List of Late Night With Jimmy Fallon Sketches

The following is a list of recurring sketches from the NBC late night talk show Late Night with Jimmy Fallon. The sketches feature host Jimmy Fallon, house band The Roots, and several of the show's writers; also, some feature celebrity cameos.

Famous quotes containing the words list of, list, late, night, jimmy and/or sketches:

    Do your children view themselves as successes or failures? Are they being encouraged to be inquisitive or passive? Are they afraid to challenge authority and to question assumptions? Do they feel comfortable adapting to change? Are they easily discouraged if they cannot arrive at a solution to a problem? The answers to those questions will give you a better appraisal of their education than any list of courses, grades, or test scores.
    Lawrence Kutner (20th century)

    I am opposed to writing about the private lives of living authors and psychoanalyzing them while they are alive. Criticism is getting all mixed up with a combination of the Junior F.B.I.- men, discards from Freud and Jung and a sort of Columnist peep- hole and missing laundry list school.... Every young English professor sees gold in them dirty sheets now.
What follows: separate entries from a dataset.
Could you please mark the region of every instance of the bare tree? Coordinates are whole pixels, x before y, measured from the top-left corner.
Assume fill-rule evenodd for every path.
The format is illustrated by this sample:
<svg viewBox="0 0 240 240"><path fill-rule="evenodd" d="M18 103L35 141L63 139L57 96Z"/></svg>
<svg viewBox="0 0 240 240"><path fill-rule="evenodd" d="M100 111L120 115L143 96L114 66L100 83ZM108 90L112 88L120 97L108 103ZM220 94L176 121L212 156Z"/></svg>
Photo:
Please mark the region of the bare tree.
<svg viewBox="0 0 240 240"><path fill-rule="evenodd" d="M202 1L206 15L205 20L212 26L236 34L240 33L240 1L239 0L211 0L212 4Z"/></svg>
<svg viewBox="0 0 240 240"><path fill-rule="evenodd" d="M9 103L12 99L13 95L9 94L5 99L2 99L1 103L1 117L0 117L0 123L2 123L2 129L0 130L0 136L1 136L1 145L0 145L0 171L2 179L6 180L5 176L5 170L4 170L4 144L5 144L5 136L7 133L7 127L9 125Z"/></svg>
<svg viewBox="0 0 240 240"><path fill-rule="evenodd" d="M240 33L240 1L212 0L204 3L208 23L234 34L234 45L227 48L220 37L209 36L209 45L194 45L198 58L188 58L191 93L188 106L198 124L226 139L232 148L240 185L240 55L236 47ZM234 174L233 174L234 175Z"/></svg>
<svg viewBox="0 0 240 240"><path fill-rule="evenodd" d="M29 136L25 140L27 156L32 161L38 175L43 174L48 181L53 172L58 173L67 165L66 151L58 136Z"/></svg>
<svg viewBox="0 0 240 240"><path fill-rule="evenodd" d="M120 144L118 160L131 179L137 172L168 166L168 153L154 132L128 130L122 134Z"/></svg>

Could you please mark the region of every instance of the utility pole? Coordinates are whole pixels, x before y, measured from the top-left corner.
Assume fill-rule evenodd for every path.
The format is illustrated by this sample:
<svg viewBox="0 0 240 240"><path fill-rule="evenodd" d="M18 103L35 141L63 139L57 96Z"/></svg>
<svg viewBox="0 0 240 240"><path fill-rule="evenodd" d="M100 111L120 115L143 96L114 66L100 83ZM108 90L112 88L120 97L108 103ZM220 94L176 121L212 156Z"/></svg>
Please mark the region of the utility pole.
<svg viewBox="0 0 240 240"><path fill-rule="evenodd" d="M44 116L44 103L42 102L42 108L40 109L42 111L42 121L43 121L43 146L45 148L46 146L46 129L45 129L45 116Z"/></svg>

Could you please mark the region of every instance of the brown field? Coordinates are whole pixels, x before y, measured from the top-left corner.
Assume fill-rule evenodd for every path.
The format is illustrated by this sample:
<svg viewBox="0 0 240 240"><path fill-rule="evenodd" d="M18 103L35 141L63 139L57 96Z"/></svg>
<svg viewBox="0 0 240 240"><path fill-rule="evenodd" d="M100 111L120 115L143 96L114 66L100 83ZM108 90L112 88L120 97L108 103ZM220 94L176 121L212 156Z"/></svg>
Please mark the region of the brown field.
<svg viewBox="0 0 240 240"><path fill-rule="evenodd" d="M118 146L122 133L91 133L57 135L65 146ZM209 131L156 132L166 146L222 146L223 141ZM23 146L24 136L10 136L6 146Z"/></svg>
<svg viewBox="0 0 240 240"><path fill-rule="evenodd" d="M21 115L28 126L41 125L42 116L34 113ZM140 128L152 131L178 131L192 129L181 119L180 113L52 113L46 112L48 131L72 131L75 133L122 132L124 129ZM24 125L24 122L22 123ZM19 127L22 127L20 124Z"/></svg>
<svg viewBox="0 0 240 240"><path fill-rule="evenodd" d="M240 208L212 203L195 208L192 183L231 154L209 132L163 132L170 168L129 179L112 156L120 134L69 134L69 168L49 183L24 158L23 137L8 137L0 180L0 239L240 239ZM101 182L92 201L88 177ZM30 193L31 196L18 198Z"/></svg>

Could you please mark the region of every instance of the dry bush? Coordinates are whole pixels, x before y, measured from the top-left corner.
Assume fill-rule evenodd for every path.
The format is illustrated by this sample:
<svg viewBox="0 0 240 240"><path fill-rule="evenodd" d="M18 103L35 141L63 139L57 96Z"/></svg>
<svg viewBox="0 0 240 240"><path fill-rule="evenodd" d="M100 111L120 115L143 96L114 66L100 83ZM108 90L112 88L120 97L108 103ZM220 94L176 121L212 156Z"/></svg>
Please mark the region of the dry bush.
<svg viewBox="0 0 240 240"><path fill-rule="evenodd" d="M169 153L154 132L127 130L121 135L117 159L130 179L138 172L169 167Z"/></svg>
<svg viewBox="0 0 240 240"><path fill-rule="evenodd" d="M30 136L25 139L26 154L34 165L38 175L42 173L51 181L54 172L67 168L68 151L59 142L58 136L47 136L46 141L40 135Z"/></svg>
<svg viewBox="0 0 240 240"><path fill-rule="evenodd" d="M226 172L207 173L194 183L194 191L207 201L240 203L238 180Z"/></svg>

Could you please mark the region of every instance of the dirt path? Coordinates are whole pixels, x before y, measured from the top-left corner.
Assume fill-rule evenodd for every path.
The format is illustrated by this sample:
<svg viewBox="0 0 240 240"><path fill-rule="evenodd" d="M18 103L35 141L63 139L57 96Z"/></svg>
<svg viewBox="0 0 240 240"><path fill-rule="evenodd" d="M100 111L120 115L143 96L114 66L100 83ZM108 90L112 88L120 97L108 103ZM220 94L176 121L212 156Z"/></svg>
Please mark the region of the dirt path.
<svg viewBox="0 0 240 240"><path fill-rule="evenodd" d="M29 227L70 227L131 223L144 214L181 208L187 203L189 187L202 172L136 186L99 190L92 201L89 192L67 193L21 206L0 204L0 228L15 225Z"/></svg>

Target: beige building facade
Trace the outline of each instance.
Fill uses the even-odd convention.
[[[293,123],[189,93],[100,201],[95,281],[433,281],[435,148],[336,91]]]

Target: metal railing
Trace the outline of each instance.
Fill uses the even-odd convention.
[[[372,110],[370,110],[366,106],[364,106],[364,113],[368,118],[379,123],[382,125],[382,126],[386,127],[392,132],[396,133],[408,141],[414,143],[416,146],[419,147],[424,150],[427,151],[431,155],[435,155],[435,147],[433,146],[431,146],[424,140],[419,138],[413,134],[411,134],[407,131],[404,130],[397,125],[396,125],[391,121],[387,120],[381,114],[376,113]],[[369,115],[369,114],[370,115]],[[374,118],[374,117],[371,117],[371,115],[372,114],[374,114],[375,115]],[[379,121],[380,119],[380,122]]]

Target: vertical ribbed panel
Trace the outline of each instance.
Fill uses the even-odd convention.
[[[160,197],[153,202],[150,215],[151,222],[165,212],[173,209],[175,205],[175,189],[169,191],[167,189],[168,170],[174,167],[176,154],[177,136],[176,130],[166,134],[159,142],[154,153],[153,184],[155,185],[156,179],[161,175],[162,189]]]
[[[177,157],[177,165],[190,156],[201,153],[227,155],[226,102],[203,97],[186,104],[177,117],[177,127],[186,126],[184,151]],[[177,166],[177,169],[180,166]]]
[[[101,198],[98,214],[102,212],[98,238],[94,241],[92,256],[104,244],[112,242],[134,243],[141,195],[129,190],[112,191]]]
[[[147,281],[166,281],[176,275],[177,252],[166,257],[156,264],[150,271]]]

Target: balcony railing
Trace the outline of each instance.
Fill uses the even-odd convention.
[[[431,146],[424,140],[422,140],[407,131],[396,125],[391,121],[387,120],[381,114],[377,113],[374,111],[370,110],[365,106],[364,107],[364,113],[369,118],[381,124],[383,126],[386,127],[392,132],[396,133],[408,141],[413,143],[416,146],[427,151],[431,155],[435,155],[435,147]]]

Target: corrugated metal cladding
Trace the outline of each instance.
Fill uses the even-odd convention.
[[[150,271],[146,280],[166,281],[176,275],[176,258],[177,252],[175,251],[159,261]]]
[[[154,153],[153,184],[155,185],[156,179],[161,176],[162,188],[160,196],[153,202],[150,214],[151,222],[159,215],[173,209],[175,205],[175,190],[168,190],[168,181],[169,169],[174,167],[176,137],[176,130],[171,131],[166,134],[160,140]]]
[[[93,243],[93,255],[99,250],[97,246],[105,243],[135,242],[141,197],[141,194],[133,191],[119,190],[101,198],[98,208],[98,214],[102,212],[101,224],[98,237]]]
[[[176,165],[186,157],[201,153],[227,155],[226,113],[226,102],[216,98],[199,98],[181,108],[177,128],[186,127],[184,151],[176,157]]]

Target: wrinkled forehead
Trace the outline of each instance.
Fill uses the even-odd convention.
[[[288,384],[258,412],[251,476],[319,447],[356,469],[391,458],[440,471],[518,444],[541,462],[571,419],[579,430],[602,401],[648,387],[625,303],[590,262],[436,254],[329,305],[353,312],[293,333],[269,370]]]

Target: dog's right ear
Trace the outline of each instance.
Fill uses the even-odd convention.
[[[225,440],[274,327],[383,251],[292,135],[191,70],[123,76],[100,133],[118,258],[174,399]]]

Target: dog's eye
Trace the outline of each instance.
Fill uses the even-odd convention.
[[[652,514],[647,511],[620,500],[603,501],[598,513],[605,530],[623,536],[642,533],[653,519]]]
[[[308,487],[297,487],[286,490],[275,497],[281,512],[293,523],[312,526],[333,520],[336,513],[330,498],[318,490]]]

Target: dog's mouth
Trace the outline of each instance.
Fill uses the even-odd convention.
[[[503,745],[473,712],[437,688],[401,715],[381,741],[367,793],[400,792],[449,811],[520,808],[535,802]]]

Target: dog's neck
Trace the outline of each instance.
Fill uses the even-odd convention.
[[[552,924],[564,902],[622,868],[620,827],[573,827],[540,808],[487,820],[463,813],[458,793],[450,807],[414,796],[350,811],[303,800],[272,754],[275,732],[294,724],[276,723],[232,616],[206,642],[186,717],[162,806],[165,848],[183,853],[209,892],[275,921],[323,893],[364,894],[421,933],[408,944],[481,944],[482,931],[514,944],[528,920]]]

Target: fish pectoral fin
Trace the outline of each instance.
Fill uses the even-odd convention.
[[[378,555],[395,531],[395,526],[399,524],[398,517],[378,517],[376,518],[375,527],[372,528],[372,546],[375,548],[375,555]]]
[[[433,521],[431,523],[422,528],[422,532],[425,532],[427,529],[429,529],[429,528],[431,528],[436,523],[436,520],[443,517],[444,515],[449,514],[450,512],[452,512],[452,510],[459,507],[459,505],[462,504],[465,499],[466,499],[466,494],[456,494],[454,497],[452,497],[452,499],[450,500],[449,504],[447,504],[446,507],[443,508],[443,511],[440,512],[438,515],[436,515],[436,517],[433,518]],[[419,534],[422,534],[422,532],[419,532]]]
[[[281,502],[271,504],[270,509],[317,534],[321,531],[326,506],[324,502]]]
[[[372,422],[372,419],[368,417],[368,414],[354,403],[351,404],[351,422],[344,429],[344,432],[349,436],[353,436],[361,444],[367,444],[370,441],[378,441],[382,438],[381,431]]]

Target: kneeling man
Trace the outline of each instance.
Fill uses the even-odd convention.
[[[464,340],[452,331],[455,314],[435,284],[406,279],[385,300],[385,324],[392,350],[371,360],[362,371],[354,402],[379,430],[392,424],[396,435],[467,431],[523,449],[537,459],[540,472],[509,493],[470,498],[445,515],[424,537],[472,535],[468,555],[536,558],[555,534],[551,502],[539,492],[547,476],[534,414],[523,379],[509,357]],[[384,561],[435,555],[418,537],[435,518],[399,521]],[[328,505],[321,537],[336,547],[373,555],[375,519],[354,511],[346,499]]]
Imagine what they can do with the soiled sheets of four legal beds by the same writer and you can see why their tongues are slavering.
    Ernest Hemingway (1899–1961)

    Yet therein now doth lodge a noble peer,
    Great England’s glory and the world’s wide wonder,
    Whose dreadful name late through all Spain did thunder,
    Edmund Spenser (1552?–1599)

    As in hoary winter’s night stood shivering in the snow,
    Surprised I was with sudden heat which made my heart to glow;
    And lifting up a fearful eye to view what fire was near,
    A pretty Babe all burning bright did in the air appear;
    Robert Southwell (1561?–1595)

    Whar have you been for the last three year
    That you haven’t heard folks tell
    How Jimmy Bludso passed in his checks
    The night of the Prairie Belle?
    John Milton Hay (1838–1905)

    Giles Lacey: I say, old boy, I’m trying to find exactly what your wife does do.
    Maxim de Winter: She sketches a little.
    Giles Lacey: Sketches. Oh not this modern stuff, I hope. You know, portrait of a lamp shade upside down to represent a soul in torment.